James F. Dice Jr.
Aging cell by cell
It's true for cells in culture, rats, fruit flies, nematodes, yeast and in every tissue of humans: The older the cell, the longer it takes to dispose of used proteins.
"We have proteins hanging around in the cytoplasm of aging cells five times longer than they should," says James F. Dice Jr. "They have five times the chance to be damaged and to cause damage." Eventually, they contribute to the aging of the cell and the aging of the organism—if aging is defined as biological deterioration.
Dice, professor of physiology at the School of Medicine, has one of a handful of research laboratories in the world that intensely investigates lysosomes, often called the cell's stomach because they are responsible for "digesting" or degrading about half the proteins produced in the cell and extracting and recycling amino acids.
Dice's lab concentrates on one of two known lysosomal protein degradation pathways, the mechanisms that deliver the proteins to the lysosomes. Dice wants to find ways to repair that pathway in hopes of restoring the cell's health, perhaps even extending its reproductive life. "We know that if cells have enough damaged DNA, they won't go through a cell division cycle," Dice says. "I think there's something similar that happens with an accumulation of damaged protein."

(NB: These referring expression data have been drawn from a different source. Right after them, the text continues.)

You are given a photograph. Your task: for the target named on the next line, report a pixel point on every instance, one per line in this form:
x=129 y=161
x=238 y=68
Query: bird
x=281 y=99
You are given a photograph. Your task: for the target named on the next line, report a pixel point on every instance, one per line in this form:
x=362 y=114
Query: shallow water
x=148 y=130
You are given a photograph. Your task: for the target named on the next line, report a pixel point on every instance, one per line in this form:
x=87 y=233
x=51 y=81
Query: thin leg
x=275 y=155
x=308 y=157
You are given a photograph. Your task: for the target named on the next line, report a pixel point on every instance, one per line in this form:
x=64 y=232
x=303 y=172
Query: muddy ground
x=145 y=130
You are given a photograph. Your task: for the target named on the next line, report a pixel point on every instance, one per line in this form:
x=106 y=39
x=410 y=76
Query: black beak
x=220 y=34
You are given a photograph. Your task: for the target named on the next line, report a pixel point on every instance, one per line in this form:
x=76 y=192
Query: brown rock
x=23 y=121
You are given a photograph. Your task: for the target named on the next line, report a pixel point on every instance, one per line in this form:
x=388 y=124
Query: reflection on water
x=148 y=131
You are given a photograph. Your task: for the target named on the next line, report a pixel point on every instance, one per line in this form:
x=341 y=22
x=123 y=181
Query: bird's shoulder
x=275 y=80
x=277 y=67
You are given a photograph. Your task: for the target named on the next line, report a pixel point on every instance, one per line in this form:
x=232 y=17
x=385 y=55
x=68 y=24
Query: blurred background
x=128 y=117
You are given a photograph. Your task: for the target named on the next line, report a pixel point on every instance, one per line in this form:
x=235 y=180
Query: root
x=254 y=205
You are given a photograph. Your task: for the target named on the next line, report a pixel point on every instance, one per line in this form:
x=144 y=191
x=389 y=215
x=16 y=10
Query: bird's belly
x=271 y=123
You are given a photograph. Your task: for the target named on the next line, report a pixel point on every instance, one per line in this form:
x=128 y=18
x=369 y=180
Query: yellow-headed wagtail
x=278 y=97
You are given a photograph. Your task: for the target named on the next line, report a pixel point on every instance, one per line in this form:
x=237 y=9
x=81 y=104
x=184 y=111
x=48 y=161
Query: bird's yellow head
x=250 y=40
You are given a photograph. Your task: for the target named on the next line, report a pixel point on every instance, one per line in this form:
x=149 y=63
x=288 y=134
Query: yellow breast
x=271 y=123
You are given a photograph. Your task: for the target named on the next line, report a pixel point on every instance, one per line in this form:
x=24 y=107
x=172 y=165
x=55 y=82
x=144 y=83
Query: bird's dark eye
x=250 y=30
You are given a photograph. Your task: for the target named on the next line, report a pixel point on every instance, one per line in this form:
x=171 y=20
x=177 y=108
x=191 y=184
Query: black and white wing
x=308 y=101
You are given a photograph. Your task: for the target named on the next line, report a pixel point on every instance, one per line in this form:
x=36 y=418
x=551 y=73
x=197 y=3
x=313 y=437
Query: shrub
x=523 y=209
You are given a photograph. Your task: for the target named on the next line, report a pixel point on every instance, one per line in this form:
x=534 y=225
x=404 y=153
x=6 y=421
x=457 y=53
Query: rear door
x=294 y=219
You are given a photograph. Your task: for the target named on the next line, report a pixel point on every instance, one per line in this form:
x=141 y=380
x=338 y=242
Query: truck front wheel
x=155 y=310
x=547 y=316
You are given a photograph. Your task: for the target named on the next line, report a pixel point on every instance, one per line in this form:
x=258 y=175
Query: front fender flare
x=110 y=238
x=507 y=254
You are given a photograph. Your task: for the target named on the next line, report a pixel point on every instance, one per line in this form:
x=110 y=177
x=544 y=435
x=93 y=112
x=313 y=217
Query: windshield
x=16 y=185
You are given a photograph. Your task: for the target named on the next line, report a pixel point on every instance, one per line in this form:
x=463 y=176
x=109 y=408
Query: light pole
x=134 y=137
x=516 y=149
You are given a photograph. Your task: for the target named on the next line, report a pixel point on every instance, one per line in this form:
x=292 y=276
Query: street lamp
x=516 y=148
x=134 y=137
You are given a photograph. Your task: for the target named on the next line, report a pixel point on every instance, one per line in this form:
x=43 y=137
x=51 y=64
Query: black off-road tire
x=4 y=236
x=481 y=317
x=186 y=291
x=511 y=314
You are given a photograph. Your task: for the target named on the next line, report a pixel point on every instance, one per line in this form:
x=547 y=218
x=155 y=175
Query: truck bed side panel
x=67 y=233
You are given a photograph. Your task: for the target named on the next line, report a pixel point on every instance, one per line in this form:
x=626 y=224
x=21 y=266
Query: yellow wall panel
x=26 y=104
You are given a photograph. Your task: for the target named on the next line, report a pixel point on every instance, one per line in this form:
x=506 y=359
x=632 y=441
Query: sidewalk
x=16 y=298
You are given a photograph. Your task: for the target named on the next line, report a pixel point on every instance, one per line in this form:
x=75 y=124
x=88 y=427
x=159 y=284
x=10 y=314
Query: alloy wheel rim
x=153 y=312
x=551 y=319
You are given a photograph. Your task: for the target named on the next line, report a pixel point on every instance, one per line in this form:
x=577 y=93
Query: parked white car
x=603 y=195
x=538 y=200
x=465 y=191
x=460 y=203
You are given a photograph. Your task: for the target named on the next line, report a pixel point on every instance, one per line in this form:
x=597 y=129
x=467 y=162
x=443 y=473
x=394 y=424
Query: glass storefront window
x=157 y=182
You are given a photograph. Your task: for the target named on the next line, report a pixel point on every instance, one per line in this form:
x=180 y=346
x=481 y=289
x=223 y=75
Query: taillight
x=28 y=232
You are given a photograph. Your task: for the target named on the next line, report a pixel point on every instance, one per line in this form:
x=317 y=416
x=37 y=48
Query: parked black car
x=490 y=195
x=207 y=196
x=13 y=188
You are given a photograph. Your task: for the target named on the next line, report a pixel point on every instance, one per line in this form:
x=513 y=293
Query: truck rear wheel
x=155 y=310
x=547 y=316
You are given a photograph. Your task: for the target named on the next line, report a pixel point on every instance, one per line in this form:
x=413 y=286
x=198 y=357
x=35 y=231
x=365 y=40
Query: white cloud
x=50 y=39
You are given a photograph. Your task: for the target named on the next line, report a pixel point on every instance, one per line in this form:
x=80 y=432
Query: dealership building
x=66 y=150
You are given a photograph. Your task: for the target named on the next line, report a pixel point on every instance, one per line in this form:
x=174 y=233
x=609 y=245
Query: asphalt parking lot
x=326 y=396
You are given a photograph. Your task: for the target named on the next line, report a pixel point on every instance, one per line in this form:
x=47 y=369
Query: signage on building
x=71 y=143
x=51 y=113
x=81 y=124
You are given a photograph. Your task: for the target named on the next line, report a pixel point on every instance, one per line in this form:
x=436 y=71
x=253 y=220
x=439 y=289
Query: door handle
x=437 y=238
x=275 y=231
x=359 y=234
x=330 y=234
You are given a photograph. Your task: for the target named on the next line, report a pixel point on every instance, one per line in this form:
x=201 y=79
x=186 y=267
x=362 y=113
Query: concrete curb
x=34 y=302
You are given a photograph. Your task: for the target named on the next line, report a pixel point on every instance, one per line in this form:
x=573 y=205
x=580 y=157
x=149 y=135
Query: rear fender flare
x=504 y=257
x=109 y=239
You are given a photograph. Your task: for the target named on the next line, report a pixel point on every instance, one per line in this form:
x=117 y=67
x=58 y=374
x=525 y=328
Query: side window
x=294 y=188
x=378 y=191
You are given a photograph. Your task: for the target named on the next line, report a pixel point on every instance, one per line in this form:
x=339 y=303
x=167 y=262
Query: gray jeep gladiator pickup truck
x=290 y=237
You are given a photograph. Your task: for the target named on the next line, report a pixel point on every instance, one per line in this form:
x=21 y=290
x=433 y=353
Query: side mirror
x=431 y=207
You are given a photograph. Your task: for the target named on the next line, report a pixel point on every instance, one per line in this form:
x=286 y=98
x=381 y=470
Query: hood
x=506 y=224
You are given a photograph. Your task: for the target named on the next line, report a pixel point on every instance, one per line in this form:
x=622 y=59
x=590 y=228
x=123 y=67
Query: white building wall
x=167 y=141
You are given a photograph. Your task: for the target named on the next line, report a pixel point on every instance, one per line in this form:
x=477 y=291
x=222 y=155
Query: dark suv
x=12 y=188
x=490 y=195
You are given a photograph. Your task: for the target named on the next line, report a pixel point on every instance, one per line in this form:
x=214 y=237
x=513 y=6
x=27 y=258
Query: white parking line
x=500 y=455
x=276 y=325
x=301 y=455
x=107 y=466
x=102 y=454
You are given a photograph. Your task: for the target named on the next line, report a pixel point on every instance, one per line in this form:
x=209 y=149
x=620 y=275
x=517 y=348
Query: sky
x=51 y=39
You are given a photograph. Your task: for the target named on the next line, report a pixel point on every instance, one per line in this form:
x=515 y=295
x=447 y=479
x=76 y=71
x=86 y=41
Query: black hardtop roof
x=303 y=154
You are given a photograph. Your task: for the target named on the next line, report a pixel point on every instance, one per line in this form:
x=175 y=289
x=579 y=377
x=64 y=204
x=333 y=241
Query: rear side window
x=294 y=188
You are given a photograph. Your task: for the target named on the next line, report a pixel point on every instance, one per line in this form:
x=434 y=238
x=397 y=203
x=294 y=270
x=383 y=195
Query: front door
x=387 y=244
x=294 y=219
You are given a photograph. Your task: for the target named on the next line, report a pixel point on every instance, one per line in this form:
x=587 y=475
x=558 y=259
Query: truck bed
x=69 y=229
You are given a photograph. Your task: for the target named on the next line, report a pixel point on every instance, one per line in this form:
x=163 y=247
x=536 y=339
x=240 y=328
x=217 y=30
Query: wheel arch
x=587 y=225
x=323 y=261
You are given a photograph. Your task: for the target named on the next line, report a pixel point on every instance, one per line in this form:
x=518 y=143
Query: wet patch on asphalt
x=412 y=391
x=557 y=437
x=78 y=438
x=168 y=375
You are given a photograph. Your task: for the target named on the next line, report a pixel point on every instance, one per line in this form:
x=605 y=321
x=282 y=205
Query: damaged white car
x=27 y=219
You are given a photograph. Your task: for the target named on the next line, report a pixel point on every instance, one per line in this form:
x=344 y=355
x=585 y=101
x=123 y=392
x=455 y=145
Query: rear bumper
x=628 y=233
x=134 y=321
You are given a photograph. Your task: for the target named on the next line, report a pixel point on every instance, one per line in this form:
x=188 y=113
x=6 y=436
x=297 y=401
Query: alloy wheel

Dice's lab has found that the molecules that usher proteins through the lysosome membrane decline in number as the cell ages. The lab currently is investigating whether increasing the number of these molecules will reverse sluggish degradation rates. Results so far are promising.
There's no "silver bullet" to kill aging, Dice says, although he does think there is hope for developing an amalgam bullet. "It's clear now that several things will have to be corrected at the same time—for instance, both the repair of DNA and protein degradation pathways—to take care of some of the molecular and cellular roots of aging."